Bu noktada üç kelimenin tanımının bilinmesini önemli bulmaktayım. Meslek ( Occupation); Bir kimsenin hayatını kazanmak için yaptığı, diğer insanlara yararlı bir hizmet ya da ürün sağlamaya yönelik olan, kuralları toplumca belirlenmiş ve belli bir eğitimle kazanılan bilgi ve becerilere dayalı etkinlikler bütünüdür. İş (Job); belirli bir meslek alanında sürdürülen benzer etkinlikler grubudur. Mesleği icra ederken yapılan görev ve etkinliklerdir. Kariyer ( Career) ; iş ve mesleğe ilişkin rollerinde ilerleme, duraklama ve gerilemeleri de içeren bir süreçtir. Bu kavramların bilinmesi, seçilen meslekte yapılan işin ilgi alanımız olup olmadığı ya da kariyerimizi şekillendirme de ne derece önemli olduğunu bize göstermektedir.
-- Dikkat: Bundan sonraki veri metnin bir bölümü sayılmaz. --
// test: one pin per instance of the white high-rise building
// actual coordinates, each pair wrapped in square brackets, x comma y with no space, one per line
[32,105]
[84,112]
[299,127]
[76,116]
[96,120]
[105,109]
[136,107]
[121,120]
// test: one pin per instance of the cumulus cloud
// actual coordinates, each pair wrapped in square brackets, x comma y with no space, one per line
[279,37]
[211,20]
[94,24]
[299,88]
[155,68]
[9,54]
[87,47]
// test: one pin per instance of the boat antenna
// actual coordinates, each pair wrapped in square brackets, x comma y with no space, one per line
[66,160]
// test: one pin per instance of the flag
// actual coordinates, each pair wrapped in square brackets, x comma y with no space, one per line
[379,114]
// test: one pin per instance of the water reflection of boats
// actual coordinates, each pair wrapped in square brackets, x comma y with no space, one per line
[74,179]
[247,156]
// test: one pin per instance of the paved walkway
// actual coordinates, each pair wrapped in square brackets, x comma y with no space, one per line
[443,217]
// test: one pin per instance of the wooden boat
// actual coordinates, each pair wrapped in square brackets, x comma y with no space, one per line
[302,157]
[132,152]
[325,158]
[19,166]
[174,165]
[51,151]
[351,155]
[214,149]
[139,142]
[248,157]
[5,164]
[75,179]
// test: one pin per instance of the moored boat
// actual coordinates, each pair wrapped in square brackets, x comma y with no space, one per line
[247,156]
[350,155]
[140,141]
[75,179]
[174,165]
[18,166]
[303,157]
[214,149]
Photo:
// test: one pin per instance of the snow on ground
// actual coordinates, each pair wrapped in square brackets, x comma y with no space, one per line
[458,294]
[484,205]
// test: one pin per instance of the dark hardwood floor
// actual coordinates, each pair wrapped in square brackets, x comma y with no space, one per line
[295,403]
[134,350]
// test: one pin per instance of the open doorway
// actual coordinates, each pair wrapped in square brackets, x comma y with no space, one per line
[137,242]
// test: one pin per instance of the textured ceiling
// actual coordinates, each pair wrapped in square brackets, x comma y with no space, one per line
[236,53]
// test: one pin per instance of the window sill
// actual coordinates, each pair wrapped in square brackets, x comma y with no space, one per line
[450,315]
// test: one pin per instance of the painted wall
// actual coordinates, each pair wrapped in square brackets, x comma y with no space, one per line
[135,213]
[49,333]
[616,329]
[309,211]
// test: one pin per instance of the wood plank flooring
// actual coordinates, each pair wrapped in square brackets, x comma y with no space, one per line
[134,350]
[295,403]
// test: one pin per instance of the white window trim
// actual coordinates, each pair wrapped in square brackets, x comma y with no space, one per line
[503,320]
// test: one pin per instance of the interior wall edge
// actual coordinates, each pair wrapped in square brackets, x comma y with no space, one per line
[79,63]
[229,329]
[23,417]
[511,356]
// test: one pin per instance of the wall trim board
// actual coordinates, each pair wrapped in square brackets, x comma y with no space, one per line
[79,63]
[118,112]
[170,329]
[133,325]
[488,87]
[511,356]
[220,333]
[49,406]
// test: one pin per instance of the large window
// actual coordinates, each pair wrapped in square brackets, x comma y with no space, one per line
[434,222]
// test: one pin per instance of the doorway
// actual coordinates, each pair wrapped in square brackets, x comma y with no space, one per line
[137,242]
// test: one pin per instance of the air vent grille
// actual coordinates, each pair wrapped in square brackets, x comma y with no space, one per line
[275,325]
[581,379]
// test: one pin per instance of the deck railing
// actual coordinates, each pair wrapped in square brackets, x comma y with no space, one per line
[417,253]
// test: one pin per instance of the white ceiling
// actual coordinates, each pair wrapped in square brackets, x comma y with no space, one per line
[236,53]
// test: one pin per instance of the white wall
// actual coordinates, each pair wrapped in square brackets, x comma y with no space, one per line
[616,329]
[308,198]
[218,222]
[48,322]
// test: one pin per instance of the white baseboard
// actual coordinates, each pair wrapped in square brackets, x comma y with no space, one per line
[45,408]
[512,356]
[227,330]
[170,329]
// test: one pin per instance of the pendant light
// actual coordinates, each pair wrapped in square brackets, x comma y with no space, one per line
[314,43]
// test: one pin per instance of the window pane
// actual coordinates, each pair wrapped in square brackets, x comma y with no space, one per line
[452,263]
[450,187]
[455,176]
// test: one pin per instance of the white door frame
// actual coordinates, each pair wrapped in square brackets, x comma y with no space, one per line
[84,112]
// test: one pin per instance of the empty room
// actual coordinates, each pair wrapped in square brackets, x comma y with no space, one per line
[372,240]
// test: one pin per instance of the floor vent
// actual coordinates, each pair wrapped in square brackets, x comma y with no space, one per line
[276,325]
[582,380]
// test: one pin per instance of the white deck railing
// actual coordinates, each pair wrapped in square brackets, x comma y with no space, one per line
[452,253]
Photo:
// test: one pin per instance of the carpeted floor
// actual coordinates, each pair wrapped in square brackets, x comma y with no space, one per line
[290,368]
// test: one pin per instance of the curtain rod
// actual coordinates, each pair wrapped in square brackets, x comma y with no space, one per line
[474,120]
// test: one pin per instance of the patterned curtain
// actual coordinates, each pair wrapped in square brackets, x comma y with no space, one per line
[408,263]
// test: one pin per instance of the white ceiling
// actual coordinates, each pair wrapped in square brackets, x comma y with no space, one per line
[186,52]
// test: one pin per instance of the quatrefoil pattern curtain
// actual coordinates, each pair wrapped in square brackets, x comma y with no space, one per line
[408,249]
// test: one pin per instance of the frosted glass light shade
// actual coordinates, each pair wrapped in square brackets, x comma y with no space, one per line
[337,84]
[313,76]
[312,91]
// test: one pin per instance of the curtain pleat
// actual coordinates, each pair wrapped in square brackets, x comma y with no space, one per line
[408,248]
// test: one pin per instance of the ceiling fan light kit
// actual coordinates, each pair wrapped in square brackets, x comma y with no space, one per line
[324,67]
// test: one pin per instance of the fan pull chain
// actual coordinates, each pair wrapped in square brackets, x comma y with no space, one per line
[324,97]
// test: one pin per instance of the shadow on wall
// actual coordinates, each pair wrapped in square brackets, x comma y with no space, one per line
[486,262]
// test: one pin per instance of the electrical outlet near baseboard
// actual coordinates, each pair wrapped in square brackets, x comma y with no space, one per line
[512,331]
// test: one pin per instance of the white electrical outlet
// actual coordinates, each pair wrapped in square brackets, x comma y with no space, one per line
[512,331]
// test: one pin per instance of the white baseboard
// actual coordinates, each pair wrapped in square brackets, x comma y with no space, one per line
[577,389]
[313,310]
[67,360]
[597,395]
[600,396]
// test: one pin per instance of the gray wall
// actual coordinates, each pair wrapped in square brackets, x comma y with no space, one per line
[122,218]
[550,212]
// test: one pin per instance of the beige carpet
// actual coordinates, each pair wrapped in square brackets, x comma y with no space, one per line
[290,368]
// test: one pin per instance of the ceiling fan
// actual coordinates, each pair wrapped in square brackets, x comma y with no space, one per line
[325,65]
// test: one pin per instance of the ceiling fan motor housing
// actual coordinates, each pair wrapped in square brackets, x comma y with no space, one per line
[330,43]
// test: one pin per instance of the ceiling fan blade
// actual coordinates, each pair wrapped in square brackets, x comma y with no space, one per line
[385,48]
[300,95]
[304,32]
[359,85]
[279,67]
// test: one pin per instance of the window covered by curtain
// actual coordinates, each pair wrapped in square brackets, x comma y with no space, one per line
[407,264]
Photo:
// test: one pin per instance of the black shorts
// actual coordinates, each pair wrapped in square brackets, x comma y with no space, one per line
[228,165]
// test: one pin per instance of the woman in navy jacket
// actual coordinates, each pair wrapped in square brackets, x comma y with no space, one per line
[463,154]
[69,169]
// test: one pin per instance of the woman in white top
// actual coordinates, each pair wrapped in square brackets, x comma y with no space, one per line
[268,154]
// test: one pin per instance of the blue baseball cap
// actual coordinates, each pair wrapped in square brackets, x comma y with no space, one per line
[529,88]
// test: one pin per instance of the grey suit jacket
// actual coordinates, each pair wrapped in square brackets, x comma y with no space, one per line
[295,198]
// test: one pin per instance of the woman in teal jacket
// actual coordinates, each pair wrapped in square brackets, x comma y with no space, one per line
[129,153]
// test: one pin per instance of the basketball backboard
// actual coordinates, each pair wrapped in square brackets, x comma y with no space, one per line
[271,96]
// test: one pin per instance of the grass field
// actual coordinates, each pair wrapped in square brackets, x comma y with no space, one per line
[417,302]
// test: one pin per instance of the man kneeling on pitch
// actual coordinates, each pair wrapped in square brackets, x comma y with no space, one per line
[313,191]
Birey bir mesleğe yönelirken birçok faktör belirleyici olmaktadır. Bu faktörlerden ilki Psikolojik faktörlerdir. Bu başlık altında yer alan; yetenek, ilgi, kişilik ve meslek değerleri bireylerin meslek seçiminde önemli yer tutmaktadır. Yetenek; öğrenme gücü veya bir iş, görev ya da faaliyeti diğer insanlara göre daha başarılı ve daha hızlı bir şekilde yapabilme yetisi olarak tanımlanabilir. Bu nedenledir ki bireyler yetenekli oldukları alanlarda daha kolay öğrenebilir ve daha başarılı olabilirler. Yetenek ile hemen hemen aynı anlama gelen beceri kavramı ise yetenek kavramından ince bir çizgi ile ayrılmaktadır. Yetenek; bireyin performansına yansıtacağı potansiyel iken beceri; bireyin ondan istenen işi yapabilecek düzeyde olması anlamına gelmektedir. Örneğin iyi bir resim yapma potansiyelinde dünyaya gelen bir birey düşünelim, bu bireyin eğer resim yapmaya ilgisi yoksa bu alana zaman ayıramayacaktır ve o alana ilişkin becerisi yeteri kadar gelişmeyecektir. Buradan da anlaşılacağı üzere yetenek tek başına meslek seçiminde yeterli değildir. İlgi; bir faaliyetin özünden elde edilen doyum anlamına gelmektedir. İlgi, belli faaliyetlere isteyerek yönelime, bu faaliyetleri kısıtlayıcı koşullar altında bile başka faaliyetlere tercih etme ve bu faaliyetleri yaparken yorgunluk yerine dinlenmişlik, bıkkınlık yerine devam etme isteği duymamızdır. Bu noktada bir meslek seçerken ilgi duymamızın ne kadar önemli olduğunu görmekteyiz. Günlük hayatımızda da severek ve ilgi duyarak yaptığımız işlerde daha başarılı olmaktayız. Kişilik özellikleri; kişilik oldukça kapsamlı bir terimdir. Kişiliği geniş kapsamıyla ölçmeye çalışan ölçekler, kişiliğin birçok boyutunu ölçmeye çalışan ve alt faktörleri olan ölçeklerdir. Kişiliğin sadece bir boyutunu ölçmeye çalışan ölçeklerine ise dar kapsamlı ölçekler denir. Bireylerin kariyer gelişimleriyle en ilgili olanlar arasında özsaygı, benlik kavramı, öz yetkinlik inancı, denetim odağı kavramları sayılabilir.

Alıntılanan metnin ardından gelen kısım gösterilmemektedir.